For Zaire Husband, choosing a college was about finding a place with a program that best fit her career interests. UA Little Rock was close to home, affordable, and had a Computer Science program that fit her needs.
“I have always loved computers,” Zaire, 21, said. “Computer science to me is like learning a language, learning how to tell the computer what to do.”
She’s an artist too, and carries a doodle pad around with her everywhere she goes.
“Digital art is probably my favorite type of art because you can showcase your art across the world with a single click,” she said.
Zaire will graduate in May 2019 with a Bachelor of Science in Computer Science with a minor in information assurance. She has the perfect career in cybersecurity all mapped out.
“I want to be a hacker, security engineer, and architect. Essentially you’re working with networks and infrastructure to keep other hackers out – like a cyber vigilante. You try to get into the mind of a criminal and try to break into your own software. It’s like being the criminal, the detective, and the police all in one package.”
She’s also passionate about sharing with other young women the possibilities of a STEM career.

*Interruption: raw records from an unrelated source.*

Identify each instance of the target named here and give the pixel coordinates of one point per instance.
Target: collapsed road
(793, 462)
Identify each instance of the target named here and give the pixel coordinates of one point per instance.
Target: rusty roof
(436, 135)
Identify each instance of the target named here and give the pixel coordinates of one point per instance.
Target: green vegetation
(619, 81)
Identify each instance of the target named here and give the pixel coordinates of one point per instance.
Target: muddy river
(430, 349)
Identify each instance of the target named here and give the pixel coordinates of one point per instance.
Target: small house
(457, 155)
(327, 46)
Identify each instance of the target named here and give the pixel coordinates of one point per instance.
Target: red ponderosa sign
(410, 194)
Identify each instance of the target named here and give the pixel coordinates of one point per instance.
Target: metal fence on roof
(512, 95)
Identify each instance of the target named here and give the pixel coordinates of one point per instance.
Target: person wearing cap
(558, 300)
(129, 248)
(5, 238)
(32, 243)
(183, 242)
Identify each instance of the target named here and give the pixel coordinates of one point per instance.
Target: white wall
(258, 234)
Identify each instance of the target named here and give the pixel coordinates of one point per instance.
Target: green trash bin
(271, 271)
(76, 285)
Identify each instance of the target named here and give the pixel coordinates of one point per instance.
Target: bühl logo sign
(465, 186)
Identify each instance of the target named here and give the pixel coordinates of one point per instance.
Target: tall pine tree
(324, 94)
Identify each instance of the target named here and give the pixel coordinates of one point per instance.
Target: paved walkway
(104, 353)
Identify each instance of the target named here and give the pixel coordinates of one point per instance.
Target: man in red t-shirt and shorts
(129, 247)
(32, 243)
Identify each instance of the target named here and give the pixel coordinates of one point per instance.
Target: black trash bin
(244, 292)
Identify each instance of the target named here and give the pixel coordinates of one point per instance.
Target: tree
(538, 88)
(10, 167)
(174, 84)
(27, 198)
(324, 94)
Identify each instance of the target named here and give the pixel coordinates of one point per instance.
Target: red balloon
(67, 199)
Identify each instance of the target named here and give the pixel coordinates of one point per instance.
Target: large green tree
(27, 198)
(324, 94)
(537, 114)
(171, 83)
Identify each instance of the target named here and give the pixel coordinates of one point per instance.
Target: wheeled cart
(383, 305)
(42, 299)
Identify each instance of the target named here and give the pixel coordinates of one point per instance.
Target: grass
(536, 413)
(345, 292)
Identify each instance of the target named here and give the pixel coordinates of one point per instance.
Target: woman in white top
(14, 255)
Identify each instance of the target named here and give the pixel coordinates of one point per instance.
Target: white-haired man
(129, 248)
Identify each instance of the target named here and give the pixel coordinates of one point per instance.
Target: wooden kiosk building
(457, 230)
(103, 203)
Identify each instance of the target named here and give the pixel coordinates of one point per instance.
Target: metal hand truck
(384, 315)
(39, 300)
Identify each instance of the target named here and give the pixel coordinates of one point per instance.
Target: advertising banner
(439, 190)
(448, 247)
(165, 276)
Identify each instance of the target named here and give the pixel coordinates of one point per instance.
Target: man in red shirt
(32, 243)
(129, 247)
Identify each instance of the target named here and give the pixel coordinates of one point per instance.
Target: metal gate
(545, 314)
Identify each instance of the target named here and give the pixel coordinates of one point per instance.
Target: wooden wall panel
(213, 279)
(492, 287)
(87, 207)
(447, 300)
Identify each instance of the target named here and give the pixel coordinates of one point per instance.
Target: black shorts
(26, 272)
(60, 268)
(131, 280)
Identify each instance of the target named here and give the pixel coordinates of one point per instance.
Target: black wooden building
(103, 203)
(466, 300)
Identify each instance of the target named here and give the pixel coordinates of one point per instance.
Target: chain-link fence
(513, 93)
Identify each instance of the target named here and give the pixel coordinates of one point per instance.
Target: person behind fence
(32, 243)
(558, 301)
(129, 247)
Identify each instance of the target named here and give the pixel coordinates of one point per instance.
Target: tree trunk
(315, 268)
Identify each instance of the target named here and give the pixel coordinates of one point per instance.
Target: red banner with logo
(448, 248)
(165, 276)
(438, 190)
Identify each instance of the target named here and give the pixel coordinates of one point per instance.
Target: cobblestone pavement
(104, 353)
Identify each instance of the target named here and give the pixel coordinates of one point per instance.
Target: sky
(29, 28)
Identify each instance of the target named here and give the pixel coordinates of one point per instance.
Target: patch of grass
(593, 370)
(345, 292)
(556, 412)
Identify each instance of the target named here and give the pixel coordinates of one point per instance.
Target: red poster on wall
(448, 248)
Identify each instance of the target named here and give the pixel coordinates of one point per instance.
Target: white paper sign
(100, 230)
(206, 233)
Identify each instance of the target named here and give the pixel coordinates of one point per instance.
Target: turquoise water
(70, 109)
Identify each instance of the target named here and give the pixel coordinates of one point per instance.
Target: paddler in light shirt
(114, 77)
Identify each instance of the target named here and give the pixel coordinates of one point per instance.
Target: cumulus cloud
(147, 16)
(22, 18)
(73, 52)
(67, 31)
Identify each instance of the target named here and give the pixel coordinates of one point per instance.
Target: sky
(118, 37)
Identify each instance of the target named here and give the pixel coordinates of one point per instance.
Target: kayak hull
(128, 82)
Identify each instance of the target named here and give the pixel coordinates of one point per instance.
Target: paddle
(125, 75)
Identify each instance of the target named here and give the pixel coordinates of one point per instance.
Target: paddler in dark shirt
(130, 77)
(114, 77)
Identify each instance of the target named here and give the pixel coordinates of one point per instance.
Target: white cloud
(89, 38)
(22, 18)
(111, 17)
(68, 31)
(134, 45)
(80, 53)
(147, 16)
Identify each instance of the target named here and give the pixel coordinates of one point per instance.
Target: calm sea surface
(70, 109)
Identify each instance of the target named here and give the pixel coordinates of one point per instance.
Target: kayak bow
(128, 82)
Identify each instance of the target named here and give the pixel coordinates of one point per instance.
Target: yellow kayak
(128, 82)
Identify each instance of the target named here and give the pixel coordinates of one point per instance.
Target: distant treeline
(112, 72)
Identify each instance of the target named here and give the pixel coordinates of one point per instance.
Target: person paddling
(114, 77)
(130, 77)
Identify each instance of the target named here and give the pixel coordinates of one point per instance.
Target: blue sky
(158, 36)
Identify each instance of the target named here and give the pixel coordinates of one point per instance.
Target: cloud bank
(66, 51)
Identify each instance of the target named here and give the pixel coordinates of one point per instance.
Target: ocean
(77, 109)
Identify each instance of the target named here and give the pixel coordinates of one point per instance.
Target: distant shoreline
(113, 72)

“I’m really passionate about women in computer science, especially women of color,” she said. “The UA Little Rock Computer Science division is pretty diverse. I have gained a diverse group of friends from all backgrounds and skin tones. However, the female to male ratio is still lacking, not just in Little Rock, but across the country.”
When looking for a role model, Zaire had to look no further than to her parents.
“My parents are big on education,” she said. “They know how hard it is for a young black female. I’m really blessed. I get help from school and my family, and it’s helped me be able to do things.”
Husband hopes to herself be a mentor one day for young women.
“I would like to inspire people the same way I’ve been inspired,” she said. “You need support from all directions. Many young people fear that they’re not good enough. Many younger people have a fear of math. It’s really hard for people in this country because we don’t put as much emphasis on it, and you need a strong foundation.”
During Zaire’s freshman year, she lived on campus and joined the African American Female Initiative, which connected her with others and activities. She was actively involved with the Arkansas Louis Stokes Alliance for Minority Participation (ARK-LSAMP) program, which strives to increase the number of minority students in STEM areas.
She’s also gained hands-on skills and networked through internships. Dr. Jim Winter, director of the University Science Scholars and LSAMP, helped Husband get an internship with the Emerging Analytics Center during her freshman year,
“He gave me a sense of direction, and for that I’ll be forever grateful.”
In fall 2017, Husband interned at the Clinton Foundation where she worked in information technology and communications – and even met former President Bill Clinton.
“My internships have helped me know what to expect and helped me network and meet contacts in the industry,” she said.
Zaire also serves an EIT Ambassador, helping freshmen with homework and tutoring. She is involved with Society of Women Engineers, Cyber Security Club, UALR Alliance, and the Anime Club.